New net zero commitments are now required for companies bidding for government contracts worth more than £5 million...

New net zero commitments required for government contract bids

Companies bidding for government contracts worth more than £5 million must commit to achieving net zero by 2050, under new rules which came into force on 30 September.

The UK is the first country in the world to enforce such measures, which apply to any company bidding for government contracts and not just those who are successful. The new requirements come into effect ahead of COP26, with officials at the event working closely with climate experts and campaigners to encourage other countries to follow suit.

Chancellor of the Duchy of Lancaster Steve Barclay said: “These new rules show our bold and ambitious agenda to achieve net zero by 2050, protecting ourselves and future generations. Government spends £290billion a year on procurement and it’s right that we use this spending power to green the economy. Working arm-in-arm with business, we are taking giant strides to ensure this country is building back greener and tackling climate change.”

Andrew Griffith, UK Net Zero Business COP Champion, said: “The message to businesses is clear – engaging on net zero is no longer an option but a necessity from today, with businesses large and small now needing firm climate plans and commitments in place to supply major government contracts. As we prepare to host the UN COP26 Summit this is exactly the type of leadership and collaboration required from government and business to show the world that we are serious about investing in a greener, more prosperous future.”

A carbon reduction plan sets out where an organisation’s emissions come from and the environmental management measures that they have in place. Some large companies already self-report parts of their carbon emissions, known as Scope 1 (direct) and Scope 2 (indirect owned) emissions as part of the Streamlined Energy and Carbon Reporting regulations published in 2018.

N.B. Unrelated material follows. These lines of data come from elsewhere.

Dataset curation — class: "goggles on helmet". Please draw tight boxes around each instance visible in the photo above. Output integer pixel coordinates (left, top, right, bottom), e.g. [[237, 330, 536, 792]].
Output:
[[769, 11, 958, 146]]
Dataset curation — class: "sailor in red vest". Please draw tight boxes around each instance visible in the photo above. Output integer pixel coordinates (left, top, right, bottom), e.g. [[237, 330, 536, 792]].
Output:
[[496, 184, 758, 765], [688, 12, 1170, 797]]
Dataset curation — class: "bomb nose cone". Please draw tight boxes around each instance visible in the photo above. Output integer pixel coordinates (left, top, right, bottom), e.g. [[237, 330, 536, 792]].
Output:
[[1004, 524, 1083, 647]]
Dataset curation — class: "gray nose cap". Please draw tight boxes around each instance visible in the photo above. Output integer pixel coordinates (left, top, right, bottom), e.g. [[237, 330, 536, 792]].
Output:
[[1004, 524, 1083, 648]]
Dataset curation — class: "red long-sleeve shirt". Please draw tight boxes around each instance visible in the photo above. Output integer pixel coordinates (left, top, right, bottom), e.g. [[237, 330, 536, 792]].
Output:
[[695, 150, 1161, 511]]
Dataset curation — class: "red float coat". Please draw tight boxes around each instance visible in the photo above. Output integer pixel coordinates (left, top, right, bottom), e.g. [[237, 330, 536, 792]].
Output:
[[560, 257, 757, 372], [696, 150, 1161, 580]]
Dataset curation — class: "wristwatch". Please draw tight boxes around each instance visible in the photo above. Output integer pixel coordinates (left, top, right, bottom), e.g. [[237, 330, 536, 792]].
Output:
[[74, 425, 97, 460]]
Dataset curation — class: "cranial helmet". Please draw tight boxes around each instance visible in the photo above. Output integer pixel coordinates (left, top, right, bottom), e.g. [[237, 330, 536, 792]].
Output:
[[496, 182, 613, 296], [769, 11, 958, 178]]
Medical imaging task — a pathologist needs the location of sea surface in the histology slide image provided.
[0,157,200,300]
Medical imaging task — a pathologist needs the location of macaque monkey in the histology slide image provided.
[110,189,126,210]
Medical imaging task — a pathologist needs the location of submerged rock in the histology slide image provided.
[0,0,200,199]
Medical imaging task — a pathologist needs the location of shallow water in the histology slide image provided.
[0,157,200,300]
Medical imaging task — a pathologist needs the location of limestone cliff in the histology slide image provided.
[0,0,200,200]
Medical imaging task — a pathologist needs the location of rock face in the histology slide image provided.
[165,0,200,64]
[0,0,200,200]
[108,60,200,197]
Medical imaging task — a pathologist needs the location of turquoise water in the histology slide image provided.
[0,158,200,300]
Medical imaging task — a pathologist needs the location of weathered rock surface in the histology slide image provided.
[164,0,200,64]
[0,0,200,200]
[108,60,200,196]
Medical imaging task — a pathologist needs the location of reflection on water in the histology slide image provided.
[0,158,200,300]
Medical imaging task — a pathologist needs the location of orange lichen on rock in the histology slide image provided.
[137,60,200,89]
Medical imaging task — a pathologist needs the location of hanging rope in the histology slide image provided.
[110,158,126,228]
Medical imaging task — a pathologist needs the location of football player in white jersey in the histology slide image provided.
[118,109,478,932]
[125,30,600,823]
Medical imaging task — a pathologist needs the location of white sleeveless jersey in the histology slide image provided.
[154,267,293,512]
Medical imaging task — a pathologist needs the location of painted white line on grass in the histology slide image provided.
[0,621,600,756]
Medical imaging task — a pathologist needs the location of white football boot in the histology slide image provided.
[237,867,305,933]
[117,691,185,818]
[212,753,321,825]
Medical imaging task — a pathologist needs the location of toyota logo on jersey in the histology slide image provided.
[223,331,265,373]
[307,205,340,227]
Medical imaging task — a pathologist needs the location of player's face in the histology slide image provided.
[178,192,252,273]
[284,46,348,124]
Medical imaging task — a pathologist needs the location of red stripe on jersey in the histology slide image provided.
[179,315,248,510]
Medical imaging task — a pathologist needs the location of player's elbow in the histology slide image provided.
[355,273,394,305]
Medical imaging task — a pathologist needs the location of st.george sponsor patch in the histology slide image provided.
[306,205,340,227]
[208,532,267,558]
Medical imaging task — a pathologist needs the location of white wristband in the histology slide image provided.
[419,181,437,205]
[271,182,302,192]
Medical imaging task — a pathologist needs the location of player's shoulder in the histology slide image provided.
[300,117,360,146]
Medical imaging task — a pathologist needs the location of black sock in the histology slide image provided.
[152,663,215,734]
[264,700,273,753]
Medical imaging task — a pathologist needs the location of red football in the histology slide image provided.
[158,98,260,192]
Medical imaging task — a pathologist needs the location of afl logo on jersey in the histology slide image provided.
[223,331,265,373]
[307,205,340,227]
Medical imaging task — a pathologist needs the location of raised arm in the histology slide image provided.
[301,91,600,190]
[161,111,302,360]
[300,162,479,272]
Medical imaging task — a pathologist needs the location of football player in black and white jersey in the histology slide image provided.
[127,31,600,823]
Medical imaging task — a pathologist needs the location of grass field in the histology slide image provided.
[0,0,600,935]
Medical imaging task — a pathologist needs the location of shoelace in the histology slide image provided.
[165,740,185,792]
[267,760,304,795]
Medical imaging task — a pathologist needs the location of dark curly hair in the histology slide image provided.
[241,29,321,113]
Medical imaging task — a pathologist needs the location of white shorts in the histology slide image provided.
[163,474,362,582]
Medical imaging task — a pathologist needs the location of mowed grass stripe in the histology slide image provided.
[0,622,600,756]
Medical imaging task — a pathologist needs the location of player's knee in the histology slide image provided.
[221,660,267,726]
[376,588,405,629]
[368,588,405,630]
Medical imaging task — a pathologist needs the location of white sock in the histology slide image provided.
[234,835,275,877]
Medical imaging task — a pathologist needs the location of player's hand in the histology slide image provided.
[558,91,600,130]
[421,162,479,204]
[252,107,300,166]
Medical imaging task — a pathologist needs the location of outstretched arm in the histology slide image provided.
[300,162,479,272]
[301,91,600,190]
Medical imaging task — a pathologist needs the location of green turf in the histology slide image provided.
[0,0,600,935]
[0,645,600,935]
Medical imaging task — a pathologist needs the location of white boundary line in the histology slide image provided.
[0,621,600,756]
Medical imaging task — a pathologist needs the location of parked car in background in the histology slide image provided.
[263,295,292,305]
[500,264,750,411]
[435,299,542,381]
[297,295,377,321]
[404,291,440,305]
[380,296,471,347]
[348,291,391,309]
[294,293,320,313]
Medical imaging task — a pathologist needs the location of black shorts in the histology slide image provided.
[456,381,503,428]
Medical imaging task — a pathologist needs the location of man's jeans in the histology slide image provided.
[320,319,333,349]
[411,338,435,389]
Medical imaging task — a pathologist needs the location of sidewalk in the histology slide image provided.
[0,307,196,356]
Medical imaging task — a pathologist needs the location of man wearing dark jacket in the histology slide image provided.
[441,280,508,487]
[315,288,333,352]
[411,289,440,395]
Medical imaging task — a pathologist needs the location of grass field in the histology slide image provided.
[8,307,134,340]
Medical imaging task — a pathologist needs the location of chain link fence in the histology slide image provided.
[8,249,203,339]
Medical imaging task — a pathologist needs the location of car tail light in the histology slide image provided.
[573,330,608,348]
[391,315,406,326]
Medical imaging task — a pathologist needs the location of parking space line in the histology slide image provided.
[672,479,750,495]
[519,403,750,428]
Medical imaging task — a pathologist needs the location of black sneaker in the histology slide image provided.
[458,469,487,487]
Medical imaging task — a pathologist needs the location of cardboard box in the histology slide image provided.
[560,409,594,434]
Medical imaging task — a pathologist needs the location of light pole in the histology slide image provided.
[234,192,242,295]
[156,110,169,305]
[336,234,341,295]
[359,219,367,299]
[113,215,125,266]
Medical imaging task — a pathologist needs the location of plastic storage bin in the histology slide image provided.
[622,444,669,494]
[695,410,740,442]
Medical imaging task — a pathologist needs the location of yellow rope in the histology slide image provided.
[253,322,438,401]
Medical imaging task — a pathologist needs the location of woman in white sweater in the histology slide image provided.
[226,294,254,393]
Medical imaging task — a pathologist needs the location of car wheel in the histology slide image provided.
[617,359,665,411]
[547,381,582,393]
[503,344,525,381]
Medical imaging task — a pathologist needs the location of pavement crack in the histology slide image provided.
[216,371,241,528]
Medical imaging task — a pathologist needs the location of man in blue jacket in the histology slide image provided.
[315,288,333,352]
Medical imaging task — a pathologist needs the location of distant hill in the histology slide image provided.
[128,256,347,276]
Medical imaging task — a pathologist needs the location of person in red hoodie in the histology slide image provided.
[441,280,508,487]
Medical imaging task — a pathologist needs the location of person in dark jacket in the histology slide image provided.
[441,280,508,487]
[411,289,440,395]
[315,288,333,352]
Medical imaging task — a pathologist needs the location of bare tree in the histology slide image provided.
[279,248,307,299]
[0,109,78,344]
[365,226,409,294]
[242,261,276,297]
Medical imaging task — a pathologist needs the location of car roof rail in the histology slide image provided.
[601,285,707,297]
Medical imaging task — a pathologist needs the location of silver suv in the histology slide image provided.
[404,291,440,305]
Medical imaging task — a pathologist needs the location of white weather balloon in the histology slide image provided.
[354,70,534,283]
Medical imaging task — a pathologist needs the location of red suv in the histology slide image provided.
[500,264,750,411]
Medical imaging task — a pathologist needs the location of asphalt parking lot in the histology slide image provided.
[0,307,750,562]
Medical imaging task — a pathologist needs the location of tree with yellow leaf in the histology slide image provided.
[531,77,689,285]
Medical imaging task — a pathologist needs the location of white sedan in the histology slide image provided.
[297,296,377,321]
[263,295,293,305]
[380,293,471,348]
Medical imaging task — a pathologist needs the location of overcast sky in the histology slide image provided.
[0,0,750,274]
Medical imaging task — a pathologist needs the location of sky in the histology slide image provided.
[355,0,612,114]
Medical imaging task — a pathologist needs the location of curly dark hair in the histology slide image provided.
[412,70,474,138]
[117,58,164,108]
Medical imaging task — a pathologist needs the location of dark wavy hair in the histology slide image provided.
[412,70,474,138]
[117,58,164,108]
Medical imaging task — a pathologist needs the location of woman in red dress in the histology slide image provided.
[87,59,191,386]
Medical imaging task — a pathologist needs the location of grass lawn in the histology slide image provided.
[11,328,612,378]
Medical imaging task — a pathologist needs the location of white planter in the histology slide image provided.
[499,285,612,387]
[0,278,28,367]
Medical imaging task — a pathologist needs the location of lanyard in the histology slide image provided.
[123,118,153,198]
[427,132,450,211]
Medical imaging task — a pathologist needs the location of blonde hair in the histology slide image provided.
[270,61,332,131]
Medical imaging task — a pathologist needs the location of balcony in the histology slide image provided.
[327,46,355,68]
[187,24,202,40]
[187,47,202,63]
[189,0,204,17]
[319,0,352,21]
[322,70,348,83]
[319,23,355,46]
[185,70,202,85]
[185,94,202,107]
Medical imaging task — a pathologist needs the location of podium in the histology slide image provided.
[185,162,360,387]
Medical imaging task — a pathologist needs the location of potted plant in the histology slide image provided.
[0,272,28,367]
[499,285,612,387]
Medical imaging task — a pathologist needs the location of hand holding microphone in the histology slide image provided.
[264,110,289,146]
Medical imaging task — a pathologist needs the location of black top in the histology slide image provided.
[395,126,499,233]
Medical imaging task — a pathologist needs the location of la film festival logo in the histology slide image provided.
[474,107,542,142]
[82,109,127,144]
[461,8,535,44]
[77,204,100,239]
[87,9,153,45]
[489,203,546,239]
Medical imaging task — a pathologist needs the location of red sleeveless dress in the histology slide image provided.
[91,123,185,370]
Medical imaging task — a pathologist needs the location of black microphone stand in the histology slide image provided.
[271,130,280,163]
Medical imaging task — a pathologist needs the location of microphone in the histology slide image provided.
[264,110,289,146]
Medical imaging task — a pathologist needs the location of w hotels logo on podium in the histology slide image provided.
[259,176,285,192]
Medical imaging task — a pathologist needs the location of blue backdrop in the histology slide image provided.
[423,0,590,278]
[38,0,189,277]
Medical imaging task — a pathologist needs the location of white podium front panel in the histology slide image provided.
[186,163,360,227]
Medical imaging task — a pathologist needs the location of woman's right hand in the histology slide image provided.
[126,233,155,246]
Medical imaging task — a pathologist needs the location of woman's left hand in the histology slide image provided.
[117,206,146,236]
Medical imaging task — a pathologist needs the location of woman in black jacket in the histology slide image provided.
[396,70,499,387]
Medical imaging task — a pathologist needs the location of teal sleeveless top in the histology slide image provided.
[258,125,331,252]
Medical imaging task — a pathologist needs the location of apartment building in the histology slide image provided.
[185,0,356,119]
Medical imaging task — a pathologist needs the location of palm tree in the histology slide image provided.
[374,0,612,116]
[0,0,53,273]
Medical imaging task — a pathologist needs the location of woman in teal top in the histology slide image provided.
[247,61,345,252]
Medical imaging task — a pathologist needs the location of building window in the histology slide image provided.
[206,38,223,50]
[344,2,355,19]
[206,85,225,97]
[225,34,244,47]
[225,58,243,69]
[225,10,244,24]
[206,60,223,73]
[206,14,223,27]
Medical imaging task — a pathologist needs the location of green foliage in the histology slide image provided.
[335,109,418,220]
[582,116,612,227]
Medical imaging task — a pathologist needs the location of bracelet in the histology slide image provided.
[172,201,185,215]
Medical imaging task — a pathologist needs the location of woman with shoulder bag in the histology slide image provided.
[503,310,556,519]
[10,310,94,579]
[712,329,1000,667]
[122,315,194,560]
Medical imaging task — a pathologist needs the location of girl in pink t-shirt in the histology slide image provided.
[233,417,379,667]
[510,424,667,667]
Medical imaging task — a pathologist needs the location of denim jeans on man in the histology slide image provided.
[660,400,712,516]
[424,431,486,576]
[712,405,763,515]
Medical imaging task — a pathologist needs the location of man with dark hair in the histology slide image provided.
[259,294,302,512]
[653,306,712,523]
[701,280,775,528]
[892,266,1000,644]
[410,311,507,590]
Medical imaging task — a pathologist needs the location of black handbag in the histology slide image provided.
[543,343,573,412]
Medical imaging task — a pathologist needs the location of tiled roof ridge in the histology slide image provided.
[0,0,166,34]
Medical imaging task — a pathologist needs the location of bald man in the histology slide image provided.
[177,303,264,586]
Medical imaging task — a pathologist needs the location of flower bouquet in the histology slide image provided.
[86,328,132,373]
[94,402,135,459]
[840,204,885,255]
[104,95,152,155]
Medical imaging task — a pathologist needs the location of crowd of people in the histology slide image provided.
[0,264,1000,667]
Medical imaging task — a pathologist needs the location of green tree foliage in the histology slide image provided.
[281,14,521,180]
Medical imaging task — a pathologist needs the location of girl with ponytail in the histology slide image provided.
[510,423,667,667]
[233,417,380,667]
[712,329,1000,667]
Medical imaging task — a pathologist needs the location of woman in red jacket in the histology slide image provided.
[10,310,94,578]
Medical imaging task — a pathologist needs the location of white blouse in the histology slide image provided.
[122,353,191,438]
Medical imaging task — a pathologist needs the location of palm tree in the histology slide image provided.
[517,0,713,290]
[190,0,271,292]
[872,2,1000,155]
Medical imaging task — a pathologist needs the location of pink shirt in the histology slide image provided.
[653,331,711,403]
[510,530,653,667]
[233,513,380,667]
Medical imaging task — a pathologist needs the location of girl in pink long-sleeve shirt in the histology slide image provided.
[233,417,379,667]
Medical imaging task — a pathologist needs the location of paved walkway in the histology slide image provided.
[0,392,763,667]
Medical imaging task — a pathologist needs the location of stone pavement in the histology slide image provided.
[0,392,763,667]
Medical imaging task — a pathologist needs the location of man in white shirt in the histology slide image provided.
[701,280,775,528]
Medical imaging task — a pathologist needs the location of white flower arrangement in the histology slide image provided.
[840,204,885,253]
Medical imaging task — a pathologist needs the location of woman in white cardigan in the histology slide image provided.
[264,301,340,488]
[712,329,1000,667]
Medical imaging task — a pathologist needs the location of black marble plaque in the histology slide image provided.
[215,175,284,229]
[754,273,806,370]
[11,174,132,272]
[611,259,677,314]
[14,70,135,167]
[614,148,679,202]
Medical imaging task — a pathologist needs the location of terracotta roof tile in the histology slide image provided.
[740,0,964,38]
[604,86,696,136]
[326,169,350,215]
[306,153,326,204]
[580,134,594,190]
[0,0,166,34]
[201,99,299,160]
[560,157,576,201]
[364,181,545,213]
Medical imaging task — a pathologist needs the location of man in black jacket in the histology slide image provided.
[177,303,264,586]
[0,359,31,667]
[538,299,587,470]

The new rules will go further, requiring a commitment to achieving net zero by 2050 at the latest, and the reporting of some Scope 3 emissions; including business travel, employee commuting, transportation, distribution and waste for the first time.

It is hoped that the new rules will drive forward the government’s green agenda while also striking a balance to not overly burden and potentially exclude small and medium sized enterprises (SMEs) from bidding for government work. The measures will apply to all central government departments as well as their executive agencies and non-departmental public bodies.

Welcoming the measures, the Confederation of British Industry’s Director of Decarbonisation Tom Thackray commented: “The scale and breadth of spend makes public sector procurement an essential tool in driving net zero progress across all sectors and regions of the country. This new policy will provide a sharp focal point for public-private partnerships. Responding to their customers and investors, businesses are eager to accelerate progress towards net zero as part of a broader sustainability agenda. Working with the public sector they can demonstrate their excellence and underline the world-leading progress many industries have already made.”